Frank reached over, touched the hand Dan had on the wheel, and waited for him to stop. “I go along with the haircut and the beard before I even know what the deal is, right? So then you’ve got me hooked and…”
“Sully, you’re great. Like I always say about you, you’re like the old fire horse. You hear that fire bell and you start salivating, ready to get right back in harness.”
Too true, thought Frank. Too damn true. A crackling alert to a shooting or a fire over his police radio when he’d started his newspaper career as a reporter. Or another agency call to a dangerous job in a distant place. And he was gone. Determined to do the job and do it right. His own writing put aside. The woman he lived with, the son he neglected, forgotten. It had happened in the past. He did not want it to happen again. But he’d heard the fire bell.
“You were never here,” Jackie had said, often, after they split. He knew he’d lost her because of the agency, and he’d vowed he would never inflict himself, or the agency, on a woman again. At least not for more than a night or a weekend or a month. My excuse for screwing around, he called it in cynical moments. Or my fear of getting hurt. Again. Or hurting someone else.
Dan’s monologue sped on. “I also gotta drop you off near the embassy so you can get your visa.

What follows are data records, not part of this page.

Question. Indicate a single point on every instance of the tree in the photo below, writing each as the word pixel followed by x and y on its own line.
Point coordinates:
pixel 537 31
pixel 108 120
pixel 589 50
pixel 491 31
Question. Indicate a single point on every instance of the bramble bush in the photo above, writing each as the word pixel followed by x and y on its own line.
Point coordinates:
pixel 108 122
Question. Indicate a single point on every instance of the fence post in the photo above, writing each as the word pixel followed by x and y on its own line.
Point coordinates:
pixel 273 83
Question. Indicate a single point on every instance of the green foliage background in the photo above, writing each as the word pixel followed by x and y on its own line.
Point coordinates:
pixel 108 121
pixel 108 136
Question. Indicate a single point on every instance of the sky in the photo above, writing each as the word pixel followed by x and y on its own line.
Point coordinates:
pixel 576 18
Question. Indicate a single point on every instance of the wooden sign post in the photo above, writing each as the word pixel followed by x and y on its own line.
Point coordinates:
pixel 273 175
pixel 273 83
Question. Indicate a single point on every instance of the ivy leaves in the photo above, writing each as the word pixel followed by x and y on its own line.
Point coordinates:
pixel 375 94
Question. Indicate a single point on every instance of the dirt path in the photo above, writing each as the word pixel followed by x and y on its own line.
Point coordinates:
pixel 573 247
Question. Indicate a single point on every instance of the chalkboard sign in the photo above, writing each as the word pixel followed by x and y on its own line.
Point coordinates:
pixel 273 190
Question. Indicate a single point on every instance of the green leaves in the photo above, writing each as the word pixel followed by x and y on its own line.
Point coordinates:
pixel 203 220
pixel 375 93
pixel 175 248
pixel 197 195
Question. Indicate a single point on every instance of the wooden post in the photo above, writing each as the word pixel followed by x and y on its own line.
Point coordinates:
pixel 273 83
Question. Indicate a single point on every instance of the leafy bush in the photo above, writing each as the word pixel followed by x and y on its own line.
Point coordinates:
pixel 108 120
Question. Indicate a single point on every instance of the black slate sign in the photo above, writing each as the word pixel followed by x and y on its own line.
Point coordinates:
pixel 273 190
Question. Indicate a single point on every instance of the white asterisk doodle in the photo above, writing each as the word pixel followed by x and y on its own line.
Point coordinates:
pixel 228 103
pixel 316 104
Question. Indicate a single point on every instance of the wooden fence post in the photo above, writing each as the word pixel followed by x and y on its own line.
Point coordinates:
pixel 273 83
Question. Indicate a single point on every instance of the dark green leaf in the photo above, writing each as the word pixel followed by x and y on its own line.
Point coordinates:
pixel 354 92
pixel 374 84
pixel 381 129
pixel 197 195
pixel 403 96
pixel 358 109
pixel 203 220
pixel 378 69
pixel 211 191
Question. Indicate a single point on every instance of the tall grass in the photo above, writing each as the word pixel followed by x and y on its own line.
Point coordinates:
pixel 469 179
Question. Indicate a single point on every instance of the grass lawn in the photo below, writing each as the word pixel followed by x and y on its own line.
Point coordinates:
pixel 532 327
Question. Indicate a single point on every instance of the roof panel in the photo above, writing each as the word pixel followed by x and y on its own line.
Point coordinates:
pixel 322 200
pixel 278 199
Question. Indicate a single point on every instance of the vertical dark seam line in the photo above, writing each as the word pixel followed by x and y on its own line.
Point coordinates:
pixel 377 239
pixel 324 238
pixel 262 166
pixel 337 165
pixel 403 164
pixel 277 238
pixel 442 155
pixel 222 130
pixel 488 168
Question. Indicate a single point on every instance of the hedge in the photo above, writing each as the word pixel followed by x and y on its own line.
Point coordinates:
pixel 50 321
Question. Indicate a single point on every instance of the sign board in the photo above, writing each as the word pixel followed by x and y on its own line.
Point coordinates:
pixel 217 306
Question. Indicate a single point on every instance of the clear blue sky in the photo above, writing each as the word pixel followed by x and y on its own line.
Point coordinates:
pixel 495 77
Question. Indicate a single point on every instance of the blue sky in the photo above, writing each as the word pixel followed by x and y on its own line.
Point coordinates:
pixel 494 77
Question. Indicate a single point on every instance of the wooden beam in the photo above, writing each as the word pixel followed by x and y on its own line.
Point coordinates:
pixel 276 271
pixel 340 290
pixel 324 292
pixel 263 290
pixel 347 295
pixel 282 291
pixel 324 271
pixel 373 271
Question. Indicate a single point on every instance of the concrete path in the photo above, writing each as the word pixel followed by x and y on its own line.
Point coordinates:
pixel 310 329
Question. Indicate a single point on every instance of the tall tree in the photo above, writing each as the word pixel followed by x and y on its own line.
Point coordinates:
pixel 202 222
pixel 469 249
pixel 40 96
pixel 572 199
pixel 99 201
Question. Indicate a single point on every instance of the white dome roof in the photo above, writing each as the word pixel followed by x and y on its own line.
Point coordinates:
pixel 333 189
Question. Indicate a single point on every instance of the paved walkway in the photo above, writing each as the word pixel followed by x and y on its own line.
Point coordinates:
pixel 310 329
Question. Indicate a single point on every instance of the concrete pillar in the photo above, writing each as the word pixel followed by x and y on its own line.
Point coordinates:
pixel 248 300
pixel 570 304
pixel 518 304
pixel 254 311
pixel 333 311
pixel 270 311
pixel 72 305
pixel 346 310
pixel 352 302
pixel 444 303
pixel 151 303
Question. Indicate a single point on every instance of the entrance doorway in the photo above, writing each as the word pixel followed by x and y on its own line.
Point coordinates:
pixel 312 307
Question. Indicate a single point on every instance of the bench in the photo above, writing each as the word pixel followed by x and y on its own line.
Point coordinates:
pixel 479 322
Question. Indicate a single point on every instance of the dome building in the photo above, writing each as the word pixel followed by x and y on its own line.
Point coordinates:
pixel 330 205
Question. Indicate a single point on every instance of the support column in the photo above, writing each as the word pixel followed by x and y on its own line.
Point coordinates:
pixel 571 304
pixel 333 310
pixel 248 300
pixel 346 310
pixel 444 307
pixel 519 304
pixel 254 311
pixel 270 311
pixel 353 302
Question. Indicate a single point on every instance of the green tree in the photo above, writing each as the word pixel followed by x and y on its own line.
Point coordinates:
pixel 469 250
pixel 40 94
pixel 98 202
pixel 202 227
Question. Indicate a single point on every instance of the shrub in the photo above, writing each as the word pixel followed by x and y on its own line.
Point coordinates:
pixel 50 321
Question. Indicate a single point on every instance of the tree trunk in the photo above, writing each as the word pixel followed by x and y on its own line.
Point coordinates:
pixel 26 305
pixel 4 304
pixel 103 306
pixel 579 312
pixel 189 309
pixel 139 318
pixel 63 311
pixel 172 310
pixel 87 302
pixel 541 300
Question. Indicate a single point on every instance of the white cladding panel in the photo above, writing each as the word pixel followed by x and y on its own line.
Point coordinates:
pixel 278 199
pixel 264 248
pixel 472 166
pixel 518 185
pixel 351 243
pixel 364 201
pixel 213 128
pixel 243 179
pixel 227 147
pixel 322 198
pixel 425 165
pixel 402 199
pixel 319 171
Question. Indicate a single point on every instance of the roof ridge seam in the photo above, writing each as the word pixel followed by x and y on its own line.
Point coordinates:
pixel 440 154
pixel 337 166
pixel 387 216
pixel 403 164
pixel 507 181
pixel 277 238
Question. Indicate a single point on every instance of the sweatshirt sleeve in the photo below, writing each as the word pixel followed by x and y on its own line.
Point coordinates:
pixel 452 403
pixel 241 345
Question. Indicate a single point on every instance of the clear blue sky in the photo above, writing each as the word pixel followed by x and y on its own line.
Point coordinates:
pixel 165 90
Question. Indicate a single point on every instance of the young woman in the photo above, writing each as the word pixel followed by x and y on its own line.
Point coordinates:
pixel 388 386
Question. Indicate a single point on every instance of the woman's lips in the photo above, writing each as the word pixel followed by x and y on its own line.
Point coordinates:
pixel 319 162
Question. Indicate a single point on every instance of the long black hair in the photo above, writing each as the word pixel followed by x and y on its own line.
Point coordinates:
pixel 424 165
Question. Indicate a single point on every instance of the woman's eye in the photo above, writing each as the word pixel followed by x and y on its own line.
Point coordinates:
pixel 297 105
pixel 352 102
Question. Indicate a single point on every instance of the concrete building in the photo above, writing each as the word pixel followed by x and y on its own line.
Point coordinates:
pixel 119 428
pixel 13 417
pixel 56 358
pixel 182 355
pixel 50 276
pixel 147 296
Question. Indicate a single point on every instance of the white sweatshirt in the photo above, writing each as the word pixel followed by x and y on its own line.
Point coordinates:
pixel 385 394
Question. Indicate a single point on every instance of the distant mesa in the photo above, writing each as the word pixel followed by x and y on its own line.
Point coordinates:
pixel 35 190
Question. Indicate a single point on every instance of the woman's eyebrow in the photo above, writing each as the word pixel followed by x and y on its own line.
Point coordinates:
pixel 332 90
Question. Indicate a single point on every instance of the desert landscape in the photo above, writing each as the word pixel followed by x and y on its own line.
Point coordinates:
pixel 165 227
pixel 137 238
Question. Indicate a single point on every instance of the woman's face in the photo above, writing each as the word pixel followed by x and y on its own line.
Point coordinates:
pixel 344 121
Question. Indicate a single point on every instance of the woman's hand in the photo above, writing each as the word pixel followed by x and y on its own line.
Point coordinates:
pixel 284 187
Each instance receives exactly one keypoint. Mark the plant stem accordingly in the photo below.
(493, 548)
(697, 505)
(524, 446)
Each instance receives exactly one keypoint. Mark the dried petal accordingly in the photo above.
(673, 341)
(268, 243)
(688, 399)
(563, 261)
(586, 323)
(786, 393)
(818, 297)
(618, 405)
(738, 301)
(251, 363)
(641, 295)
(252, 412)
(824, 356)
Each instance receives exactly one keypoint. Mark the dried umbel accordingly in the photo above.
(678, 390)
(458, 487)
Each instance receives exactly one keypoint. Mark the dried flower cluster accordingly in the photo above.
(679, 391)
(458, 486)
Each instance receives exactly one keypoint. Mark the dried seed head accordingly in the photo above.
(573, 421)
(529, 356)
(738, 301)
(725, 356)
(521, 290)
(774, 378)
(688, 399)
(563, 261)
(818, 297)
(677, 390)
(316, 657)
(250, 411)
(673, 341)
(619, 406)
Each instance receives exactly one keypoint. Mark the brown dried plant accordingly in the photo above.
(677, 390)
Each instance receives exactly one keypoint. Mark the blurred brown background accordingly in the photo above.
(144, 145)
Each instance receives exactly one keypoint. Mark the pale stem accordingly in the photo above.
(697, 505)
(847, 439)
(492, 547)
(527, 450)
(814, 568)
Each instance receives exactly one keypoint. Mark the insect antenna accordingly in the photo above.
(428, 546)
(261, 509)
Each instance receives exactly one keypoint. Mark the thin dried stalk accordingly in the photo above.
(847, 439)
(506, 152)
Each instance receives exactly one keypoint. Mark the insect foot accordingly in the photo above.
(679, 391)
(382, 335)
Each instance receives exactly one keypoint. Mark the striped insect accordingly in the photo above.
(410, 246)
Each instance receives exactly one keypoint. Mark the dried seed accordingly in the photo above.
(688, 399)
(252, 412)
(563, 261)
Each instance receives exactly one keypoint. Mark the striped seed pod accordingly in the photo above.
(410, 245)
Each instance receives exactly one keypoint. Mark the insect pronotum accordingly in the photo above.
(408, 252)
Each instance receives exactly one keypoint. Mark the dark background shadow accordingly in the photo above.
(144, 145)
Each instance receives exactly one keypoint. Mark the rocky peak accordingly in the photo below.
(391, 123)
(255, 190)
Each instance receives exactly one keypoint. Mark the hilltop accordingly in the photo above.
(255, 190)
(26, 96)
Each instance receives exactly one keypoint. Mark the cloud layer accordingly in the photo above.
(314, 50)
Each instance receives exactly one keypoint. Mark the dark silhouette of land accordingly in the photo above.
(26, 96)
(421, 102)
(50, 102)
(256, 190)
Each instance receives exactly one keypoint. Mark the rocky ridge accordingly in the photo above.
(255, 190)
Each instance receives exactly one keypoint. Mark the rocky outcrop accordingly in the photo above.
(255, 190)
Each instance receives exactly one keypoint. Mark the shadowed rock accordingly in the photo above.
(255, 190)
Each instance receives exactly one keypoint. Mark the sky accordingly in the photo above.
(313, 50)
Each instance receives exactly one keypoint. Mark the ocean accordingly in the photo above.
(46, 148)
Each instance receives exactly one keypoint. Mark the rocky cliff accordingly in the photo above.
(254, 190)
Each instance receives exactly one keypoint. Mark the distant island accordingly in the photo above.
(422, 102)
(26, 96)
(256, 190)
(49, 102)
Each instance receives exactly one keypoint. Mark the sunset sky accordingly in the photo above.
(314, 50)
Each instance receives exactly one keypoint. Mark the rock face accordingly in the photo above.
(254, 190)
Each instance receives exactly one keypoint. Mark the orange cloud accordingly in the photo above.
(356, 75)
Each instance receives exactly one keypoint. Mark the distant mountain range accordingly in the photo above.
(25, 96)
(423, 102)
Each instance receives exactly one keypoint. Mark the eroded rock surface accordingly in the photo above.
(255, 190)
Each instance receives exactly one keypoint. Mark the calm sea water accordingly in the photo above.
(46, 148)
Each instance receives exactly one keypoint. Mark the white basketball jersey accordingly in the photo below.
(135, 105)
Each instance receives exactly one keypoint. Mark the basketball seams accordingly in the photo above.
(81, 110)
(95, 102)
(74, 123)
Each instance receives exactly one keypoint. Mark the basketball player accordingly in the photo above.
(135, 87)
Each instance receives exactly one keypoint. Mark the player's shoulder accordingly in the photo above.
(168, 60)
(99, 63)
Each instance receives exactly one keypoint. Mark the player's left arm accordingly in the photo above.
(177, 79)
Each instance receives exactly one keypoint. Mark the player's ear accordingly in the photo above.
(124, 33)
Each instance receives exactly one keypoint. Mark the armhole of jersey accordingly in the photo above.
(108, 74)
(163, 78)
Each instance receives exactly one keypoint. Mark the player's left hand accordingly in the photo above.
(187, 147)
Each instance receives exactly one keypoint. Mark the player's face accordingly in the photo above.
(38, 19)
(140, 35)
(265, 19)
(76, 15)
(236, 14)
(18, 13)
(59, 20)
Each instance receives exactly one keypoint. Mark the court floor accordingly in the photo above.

It’s all arranged, but you have to go to the embassy on your own, and you’ll need your air force travel orders and Pan Am tickets first. I’ll pick you up same corner where I drop you forty-five minutes later. I’ll swing by every fifteen minutes. You know that drill.”
“You’ve thought of everything,” said Frank, guessing that Dan wanted him to ask what embassy he intended to drop him off at. Frank, suspecting he knew the answer, didn’t ask.
“Yeah, well, we had to. Besides, Sully, they really need you on this. Guys like you and Gus. Guys with real news media experience. And Third World experience. There’s not much of that expertise left inside. The idea comes straight out of the National Security Council, and I’ve gotta believe your old buddy Pete Howard had a hand in it. NSC and the agency’ve been working on this a long time, and then it all kind of jelled in a hurry.”
“And you thought I’d go for it.”
“We sure as hell hoped so. I know how bad we need you, and some of the bureaucrats we have, they’re suspicious of a guy like you because you’ve never been one of them. In fact, that’s going to be a problem because the other guy on the team, I call him Archie because his name is Bunker, Frederick J. Bunker, he’s a Mormon, real straitlaced and a real good bureaucrat, but he doesn’t know squat about media or much about the field. You’ll get along fine with Gus, but it’s Archie Bunker you’ll have to worry about. You figure out where it is?”
“I don’t think I want to know.”
“Yeah, but I know you read the goddamn
Post
and the
Times
and the
Wall Street Journal
every friggin’ day, so I know you’ve been reading what’s going on, so I bet you figured it out, right? So tell me what you think.”
Friggin’, thought Frank. Another new word.
Dan turned and watched him and laughed nervously over the loud twang of a Johnny Cash song as Frank spoke the two syllables.
“Iran.”
“Hey, I couldn’t even hear what you said, I was laughing so hard, but I read your lips, and I knew you’d figure it out.”
Frank shook his head and began chanting, “Hell, no. I won’t go. Hell, no. I won’t…”
Wrapped up in his own reactions, he’d forgotten how Dan had been shamed by his oldest son. He had been a draft resister during the last stages of the Vietnam War.
“The hell you won’t, boy.” Dan’s lips had tightened. He had both hands on the wheel, and his knuckles turned white.